# Sticky  HOW TO:Close your classified ads



## Diztrbd1

*As per rule #2 in the rules for posting classified ads (http://www.bcaquaria.com/forum/freshwater-equipment-classifieds-27/read-before-posting-here-3084/) members are asked to close their own classified ads, when they are no longer available. This includes all( FS/FT/FF/LF/WTB) ads. This helps to keep older/unavailable/inactive ads from being bumped up.
Also the rules state no more than 2 active ads per member, in each classified section. More than that means, your ads may be merged or deleted without notice. 
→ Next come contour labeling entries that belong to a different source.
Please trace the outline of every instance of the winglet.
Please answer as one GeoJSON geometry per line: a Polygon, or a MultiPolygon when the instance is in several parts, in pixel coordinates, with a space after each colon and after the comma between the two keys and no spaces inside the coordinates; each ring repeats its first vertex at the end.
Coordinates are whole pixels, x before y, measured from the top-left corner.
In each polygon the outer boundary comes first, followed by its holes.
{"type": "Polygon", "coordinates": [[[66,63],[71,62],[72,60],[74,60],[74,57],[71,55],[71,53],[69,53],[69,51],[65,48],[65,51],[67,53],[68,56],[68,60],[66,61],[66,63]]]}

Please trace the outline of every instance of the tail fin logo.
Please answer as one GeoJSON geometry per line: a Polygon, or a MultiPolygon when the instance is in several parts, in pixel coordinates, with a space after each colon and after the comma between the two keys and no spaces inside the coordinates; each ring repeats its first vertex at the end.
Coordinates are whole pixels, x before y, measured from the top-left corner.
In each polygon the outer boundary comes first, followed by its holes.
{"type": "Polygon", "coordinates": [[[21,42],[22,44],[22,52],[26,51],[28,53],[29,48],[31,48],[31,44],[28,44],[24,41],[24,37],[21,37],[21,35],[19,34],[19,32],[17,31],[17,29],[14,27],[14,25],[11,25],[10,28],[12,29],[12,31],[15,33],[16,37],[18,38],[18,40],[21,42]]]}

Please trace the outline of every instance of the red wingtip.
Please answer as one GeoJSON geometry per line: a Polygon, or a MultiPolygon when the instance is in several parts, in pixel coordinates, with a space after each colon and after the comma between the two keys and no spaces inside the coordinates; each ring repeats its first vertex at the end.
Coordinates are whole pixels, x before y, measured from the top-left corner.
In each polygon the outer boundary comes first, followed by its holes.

Here's instructions on how to close your own classified ads:

1)Open the classified ad/thread you wish to close. If you look at the top of the thread, above the last post , there is a menu as pictured below










2) click "Administrative" & the drop down menu will give you the "Close Thread" option

3) make sure the "Close Thread" option is checked, then click "Proceed". At that point your thread will automatically be closed & moved to the Classified Archive section.
* Please note: this does not delete the ad, it simply closes it so it cannot be replied to. It will move it to the Classified Archives which they can still be viewed, for whatever reasons you have.

___________________________________________________________________________________________________

If that option is not available, there is an alternative way to closing your own ads. No sense in bumping them up just to say it's sold or asking for it to be closed when it's easy enough to do yourself.

Here's how:

1) go to the first post in the thread you are wanting closed And click "Edit Post"










2) now click "Go Advanced"










3) Scroll down to "Additional Options" under the message box. The last option under, After you submit your message.... is "Moderation Tools", check the "close this thread" box. You do not need to submit any message, if you do it will bump the thread up to the top. You can now click "Save Changes" . Your thread should now be closed and automatically moved to the Classified Archives.










Cheers & good luck with your sales!*


----------